No problem man. That's what these forums are for right?


----------



## Entropy (Mar 9, 2008)

this is true....


----------



## fishininov (Jan 20, 2005)

Entropy said:


> anyone willing to share some flounder techniques?


yea man, just use a fish-finder with about a foot of 40lb and a 2/0 hook ,...your weight size will vary depending on conditions and rod size. Be sure to use cut strips or, if possible, live bait


----------



## Entropy (Mar 9, 2008)

this is a fish finder rig correct?
http://www.hatterasoutfitters.com/fulldrumrig.htm

personally, i dont know how to tie all these knots. my attempt at the bimini twist ended patheticly. so ive always used a carolina rig. honestly the polymer knot and lately the snell are all i use. id like to get this set up on my surf rod though, is there anyone in/near norfolk willing to teach me a thing or three about knots?
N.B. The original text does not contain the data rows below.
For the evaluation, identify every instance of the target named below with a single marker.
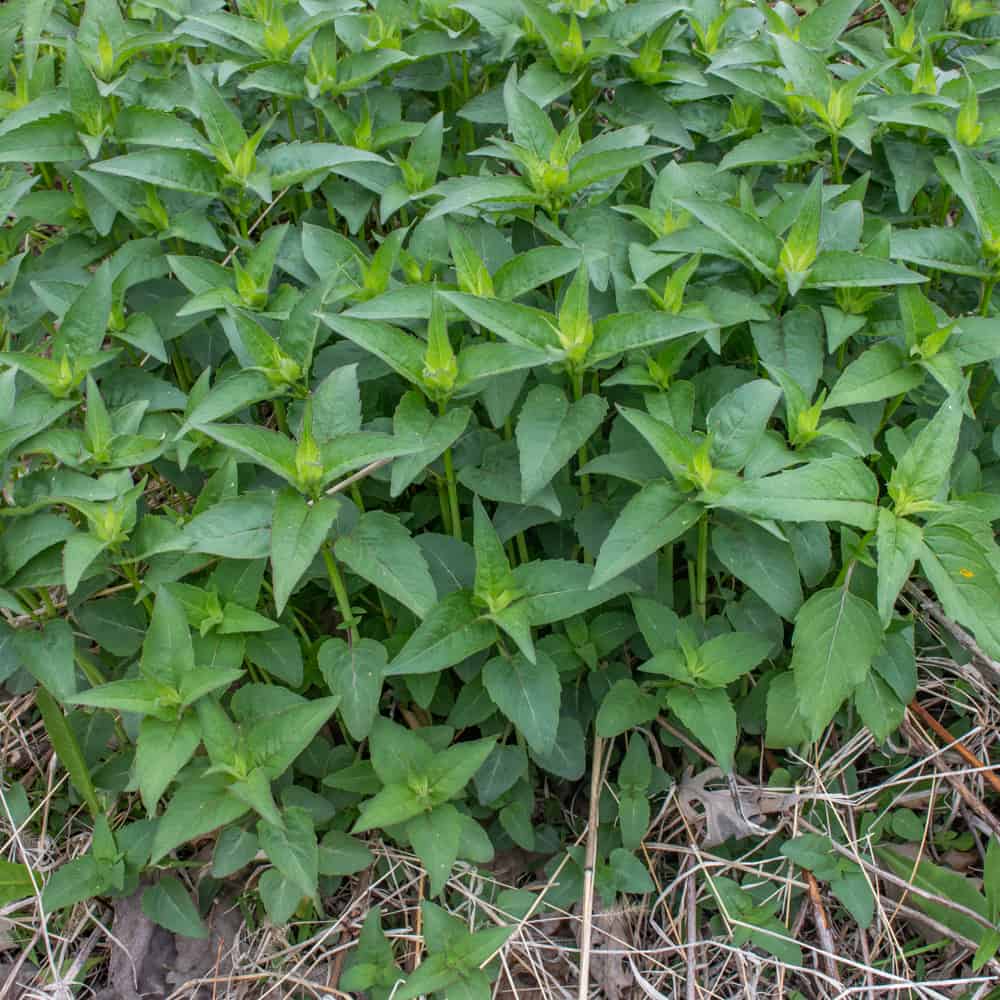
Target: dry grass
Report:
(674, 943)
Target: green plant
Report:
(395, 396)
but will these knots fit through my guides? its a 7'10" (small, i know, but i love the damn thing) and the smallest guide is .15" or 5/32 of an inch.... will i have a problem with a big knot like the bimini twist and the rest of the shock leader going through my guides? honestly its a big cat/musky rod... but i couldnt pass up the deal. it has the same feel as my bass fishing rods and has a nice fast acting tip.
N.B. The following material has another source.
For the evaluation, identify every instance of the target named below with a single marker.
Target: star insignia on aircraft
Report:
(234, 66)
(i dont find a need for casting 200 yards from the shore. so ill sacrifice distance for feel )


----------



## Rockstar (Jun 23, 2004)

I think he's reffering to the rig I posted, which is also a fish finder rig... that there that you have posted is a drum rig. make sure you put beads on both sides of the anchor... it will keep the sinker from rubbing at your not, and keep the lead from beatin' up the tip if you crank up to far... also makes for a teaser I suppose.


----------



## Entropy (Mar 9, 2008)

ah, k.

ive used a carolina rig since i can remember. cant beat simplicity. i was just wondering what the advantage of the shock leader and all the extra knots was...


----------



## Sharkbait23602 (Nov 23, 2006)

*flounder techniques*

it depends on where you are fishing for them. at seagull, you can use a bottom rig with a 3oz weight hooked with 2 minners. while that is sitting and waiting, cast and drag along the bottom a carolina rig, 3oz egg weight connected to swivel, then 24" leader with hook. good baits are minnow+squid strip, or any strip of cut bait, spot and bluefish work good, but so do croaker and mullet. make sure you check your pole with the bottom rig every few minutes because you might miss the flounder bite and they don't run much....also if at seagull, dont drag your carolina rig too close to the fence, you'll get hung up.

good luck, hope this helps


----------



## sudshunter (Jan 20, 2008)

Entropy said:


> this is a fish finder rig correct?
> http://www.hatterasoutfitters.com/fulldrumrig.htm
> 
> personally, i dont know how to tie all these knots. my attempt at the bimini twist ended patheticly. so ive always used a carolina rig. honestly the polymer knot and lately the snell are all i use. id like to get this set up on my surf rod though, is there anyone in/near norfolk willing to teach me a thing or three about knots?
> ...


you can google fishing knots and they have sites that show you step by step(animated) how to tie them all.:fishing::beer: may the fish be with you!!!


----------



## kerby808 (Oct 9, 2005)

Heading out there Sunday gonna do some Toggin and Flounder fishing. You gonna be out there Butch? I gotta get a line wet before the baby comes. Bobby


----------



## butch (Jun 9, 2002)

depends on the weather. its not looking very good right now. If i find a nice weekend day i'll be there.


----------



## rattler (Jul 3, 2004)

if they are getting croakers at seagull I like to put one out dead stick hooked through the nose on a 5/0 circle...I don't even bother with minnows anymore...


----------